We put some energy into the service, although my sister and our priest did all the work. I am very aware that in those early days it was very important to us to ritualize the experience as fully as we could. However, we were not physically capable of executing much. We needed and had friends and loved ones with legs. We had the need, they made it happen. And when and where we were able, they somehow had the grace to leave us alone, to do it ourselves.

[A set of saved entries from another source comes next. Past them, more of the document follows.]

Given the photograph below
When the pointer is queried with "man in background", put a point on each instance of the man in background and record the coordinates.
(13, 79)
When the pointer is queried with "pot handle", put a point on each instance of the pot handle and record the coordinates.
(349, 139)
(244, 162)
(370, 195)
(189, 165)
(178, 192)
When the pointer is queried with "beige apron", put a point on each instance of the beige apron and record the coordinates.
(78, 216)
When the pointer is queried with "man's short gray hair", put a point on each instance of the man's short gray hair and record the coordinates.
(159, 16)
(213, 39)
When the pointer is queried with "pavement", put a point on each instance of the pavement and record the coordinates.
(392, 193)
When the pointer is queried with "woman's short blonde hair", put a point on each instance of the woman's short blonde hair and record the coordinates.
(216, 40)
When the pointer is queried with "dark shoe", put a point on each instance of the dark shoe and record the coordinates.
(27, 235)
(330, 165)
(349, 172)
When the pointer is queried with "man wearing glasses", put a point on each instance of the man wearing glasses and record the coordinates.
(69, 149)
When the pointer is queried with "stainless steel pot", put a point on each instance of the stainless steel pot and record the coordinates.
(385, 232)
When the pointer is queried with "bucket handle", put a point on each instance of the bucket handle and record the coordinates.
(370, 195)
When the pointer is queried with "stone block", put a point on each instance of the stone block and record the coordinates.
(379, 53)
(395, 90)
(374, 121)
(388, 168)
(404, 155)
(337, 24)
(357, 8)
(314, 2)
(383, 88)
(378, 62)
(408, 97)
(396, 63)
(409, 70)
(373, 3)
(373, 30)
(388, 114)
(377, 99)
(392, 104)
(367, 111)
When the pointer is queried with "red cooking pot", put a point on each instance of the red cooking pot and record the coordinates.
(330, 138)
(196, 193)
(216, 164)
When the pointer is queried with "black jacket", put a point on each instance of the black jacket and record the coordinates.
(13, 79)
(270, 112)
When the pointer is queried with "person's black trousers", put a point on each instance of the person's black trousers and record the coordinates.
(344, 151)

Those first days were a blur and a blessing:
To have a "perfect" goodbye.
To have the love and support of an entire community.
To have no regrets.
All of this gave us the strength to begin our wake-up call and to realize what had just happened to us.
[From an interview]
Ronnie was twenty-three and got murdered. He died only a block from my house. And I was away on vacation—that was '88. He died the day before Thanksgiving, so Thanksgiving to me was a tumultuous journey. I didn't celebrate Thanksgiving for about ten years. I left and I started helping feed the homeless. I just wanted to be anyplace but home, because that was his favorite holiday—not all my other kids—that was his favorite holiday. I don't care where he was, he'd come back and eat.